What you’ll do: As a Data Engineer – Data Platform Services, you will be responsible for:
Data Migration & Modernization
• Leading the migration of ETL workflows from IBM DataStage to PySpark, ensuring performance optimization and cost efficiency.
• Designing and implementing data ingestion frameworks using Kafka and PySpark, replacing legacy ETL Pipeline using DataStage.
• Migrating the analytical platform from IBM Integrated Analytics System (IIAS) to Cloudera Data Lake on CDP.
Data Engineering & Pipeline Development
• Developing and maintaining scalable, fault-tolerant, and optimized data pipelines on Cloudera Data Platform.
• Implementing data transformations, enrichment, and quality checks to ensure accuracy and reliability.
• Leveraging Denodo for data virtualization and enabling seamless access to distributed datasets.
Performance Tuning & Optimization
• Optimizing PySpark jobs for efficiency, scalability, and reduced cost on Cloudera.
• Fine-tuning query performance on Iceberg tables and ensuring efficient data storage and retrieval.

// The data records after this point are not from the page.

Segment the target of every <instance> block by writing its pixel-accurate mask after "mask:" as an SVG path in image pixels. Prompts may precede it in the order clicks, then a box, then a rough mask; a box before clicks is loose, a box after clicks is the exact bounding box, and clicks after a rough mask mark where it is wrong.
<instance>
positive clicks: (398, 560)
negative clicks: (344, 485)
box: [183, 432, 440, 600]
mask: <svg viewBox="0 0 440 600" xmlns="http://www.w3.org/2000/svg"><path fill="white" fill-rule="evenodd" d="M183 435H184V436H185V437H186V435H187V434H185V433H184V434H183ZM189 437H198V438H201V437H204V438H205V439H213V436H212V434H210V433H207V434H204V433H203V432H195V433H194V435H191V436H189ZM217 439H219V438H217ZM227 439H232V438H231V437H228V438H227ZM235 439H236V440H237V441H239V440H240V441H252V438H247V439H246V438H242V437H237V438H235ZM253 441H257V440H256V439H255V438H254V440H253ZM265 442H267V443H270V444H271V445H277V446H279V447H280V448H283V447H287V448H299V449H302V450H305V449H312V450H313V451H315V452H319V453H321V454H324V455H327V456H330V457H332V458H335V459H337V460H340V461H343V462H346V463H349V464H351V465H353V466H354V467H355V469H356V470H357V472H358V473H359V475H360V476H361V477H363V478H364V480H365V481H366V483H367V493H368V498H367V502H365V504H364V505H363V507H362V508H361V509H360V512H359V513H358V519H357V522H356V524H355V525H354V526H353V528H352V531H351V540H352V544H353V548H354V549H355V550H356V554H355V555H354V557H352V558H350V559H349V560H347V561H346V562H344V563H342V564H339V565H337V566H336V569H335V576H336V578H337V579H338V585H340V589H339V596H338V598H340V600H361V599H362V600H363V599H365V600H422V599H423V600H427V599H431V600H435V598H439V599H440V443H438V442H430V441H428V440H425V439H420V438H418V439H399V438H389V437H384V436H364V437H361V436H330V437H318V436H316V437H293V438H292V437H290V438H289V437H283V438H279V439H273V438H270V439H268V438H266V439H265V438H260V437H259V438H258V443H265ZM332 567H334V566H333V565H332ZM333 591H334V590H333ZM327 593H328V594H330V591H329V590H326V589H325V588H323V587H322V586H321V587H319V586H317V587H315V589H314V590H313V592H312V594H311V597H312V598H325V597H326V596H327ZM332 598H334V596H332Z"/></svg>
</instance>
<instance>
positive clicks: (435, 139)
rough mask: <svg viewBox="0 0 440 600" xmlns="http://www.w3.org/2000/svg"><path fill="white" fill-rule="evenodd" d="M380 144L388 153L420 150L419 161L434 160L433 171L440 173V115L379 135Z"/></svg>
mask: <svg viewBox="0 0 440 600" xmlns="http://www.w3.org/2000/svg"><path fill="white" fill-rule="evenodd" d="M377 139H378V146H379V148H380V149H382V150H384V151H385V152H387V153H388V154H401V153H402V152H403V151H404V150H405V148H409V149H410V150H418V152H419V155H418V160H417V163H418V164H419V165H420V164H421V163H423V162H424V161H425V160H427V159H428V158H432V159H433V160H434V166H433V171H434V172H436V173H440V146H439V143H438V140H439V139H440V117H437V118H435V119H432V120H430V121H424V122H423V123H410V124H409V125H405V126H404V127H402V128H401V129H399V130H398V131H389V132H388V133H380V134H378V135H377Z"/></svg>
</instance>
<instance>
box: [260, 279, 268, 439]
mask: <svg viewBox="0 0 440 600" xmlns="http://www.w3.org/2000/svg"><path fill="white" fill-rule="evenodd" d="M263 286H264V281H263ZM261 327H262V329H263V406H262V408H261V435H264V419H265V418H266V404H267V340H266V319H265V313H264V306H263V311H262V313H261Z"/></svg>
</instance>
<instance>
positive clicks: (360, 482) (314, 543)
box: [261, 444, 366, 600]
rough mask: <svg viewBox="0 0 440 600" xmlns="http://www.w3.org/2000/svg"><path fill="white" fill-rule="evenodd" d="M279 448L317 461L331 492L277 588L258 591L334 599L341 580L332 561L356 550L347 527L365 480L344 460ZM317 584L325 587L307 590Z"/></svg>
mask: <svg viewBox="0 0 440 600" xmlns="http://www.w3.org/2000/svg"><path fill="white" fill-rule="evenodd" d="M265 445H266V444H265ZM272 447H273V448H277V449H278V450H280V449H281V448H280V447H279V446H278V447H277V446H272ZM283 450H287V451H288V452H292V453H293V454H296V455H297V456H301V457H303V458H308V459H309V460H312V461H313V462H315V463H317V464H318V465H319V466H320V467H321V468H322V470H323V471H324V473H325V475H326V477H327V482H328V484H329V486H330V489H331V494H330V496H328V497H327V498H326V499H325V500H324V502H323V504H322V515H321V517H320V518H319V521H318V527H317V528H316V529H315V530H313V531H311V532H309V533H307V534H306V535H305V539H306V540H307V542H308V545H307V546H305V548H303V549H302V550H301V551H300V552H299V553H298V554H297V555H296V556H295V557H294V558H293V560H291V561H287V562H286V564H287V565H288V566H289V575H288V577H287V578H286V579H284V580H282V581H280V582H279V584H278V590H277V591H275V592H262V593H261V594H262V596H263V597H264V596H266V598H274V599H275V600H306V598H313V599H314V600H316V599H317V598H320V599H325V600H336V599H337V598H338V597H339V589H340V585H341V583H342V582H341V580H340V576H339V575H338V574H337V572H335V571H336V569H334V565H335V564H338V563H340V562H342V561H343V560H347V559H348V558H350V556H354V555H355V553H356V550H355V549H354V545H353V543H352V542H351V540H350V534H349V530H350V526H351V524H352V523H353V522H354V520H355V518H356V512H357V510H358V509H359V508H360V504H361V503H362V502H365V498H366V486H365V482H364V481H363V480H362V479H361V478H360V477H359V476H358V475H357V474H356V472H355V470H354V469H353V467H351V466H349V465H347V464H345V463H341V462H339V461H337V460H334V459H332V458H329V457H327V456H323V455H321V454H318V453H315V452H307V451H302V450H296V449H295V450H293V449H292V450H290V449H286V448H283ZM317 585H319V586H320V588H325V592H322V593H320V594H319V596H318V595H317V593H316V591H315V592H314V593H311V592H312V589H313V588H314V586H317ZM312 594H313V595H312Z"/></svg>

• Collaborating with Cloudera ML engineers to integrate machine learning workloads into data pipelines.
Security & Compliance
• Implementing Thales CipherTrust encryption and tokenization mechanisms for secure data processing.

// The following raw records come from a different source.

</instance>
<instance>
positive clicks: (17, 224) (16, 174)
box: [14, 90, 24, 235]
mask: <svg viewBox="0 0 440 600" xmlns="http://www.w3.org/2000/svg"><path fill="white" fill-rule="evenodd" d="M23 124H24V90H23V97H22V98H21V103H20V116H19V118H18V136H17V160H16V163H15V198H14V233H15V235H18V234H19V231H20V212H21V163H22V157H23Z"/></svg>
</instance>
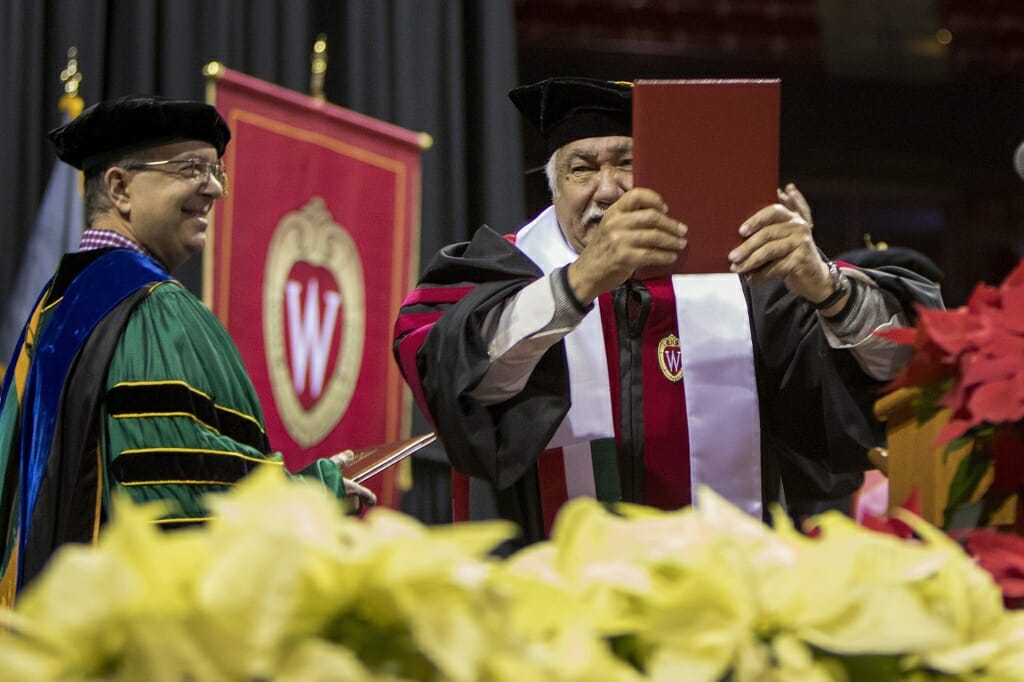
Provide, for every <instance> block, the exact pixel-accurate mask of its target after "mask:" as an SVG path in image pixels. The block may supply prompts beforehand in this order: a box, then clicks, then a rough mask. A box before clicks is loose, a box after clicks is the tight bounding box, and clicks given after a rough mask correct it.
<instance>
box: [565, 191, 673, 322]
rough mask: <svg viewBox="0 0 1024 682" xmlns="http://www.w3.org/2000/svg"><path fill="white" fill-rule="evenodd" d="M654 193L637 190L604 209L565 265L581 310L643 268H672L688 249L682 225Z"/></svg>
mask: <svg viewBox="0 0 1024 682" xmlns="http://www.w3.org/2000/svg"><path fill="white" fill-rule="evenodd" d="M667 210H668V207H667V206H666V205H665V202H663V201H662V198H660V197H659V196H658V195H657V193H655V191H653V190H652V189H646V188H643V187H636V188H633V189H630V190H629V191H627V193H626V194H625V195H623V196H622V197H621V198H620V199H618V201H616V202H615V203H614V204H612V205H611V206H609V207H608V210H607V211H606V212H605V213H604V217H603V218H601V222H600V223H599V224H598V225H596V226H595V227H593V228H592V231H591V233H590V235H589V239H588V241H587V244H586V246H585V247H584V249H583V251H582V252H581V253H580V257H579V258H578V259H577V260H575V262H573V263H572V264H571V265H569V269H568V281H569V286H570V287H571V288H572V293H573V294H574V295H575V297H577V299H578V300H579V301H580V302H581V303H583V304H585V305H586V304H589V303H590V302H591V301H593V300H594V299H595V298H597V296H598V295H600V294H603V293H604V292H606V291H610V290H612V289H614V288H615V287H617V286H618V285H621V284H622V283H624V282H626V280H628V279H629V278H630V276H631V275H632V274H633V272H634V271H635V270H636V269H637V268H639V267H643V266H647V265H669V264H671V263H674V262H676V259H677V258H678V257H679V252H680V251H681V250H682V249H683V248H684V247H685V246H686V225H684V224H683V223H681V222H679V221H678V220H673V219H672V218H670V217H669V216H668V215H667V214H666V211H667Z"/></svg>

• Ensuring compliance with Bank/regulatory body security guidelines, data governance policies, and best practices.
Collaboration & Leadership
• Working closely with business stakeholders, architects, and data scientists to align solutions with business goals.
• Leading and mentoring junior data engineers, conducting code reviews, and promoting best practices.
• Collaborating with DevOps teams to streamline CI/CD pipelines, using GitLab and Nexus Repository for efficient deployments.
12+ years of experience in Data Engineering, ETL, and Data Platform Modernization.
• Hands-on experience in IBM DataStage and PySpark, with a track record of migrating legacy ETL workloads.
• Expertise in Apache Iceberg, Cloudera Data Platform, and Big-data processing frameworks.
• Strong knowledge of Kafka, Airflow, and cloud-native data processing solutions.
• Experience with Denodo for data virtualization and Talend DQ for data quality.
• Proficiency in SQL, NoSQL, and Graph DBs (DGraph Enterprise).
• Strong understanding of data security, encryption, and compliance standards (Thales CipherTrust).
• Experience with DevOps, CI/CD pipelines, GitLab, and Sonatype Nexus Repository.
• Excellent problem-solving, analytical, and communication skills.
Experience with Cloudera migration projects in Banking or financial domains.
• Experience working with Banking Data model.
• Knowledge of Cloudera ML, Qlik Sense/Tableau reporting, and integration with data lakes.
• Hands-on experience with QuerySurge for automated data testing.
• Understanding of code quality and security best practices using CheckMarx.
• IBM, Cloudera, or AWS/GCP certifications in Data Engineering, Cloud, or Security.
• “Meghdoot” Cloud platform knowledge.
• Architectural designing and recommendations the best possible solutions.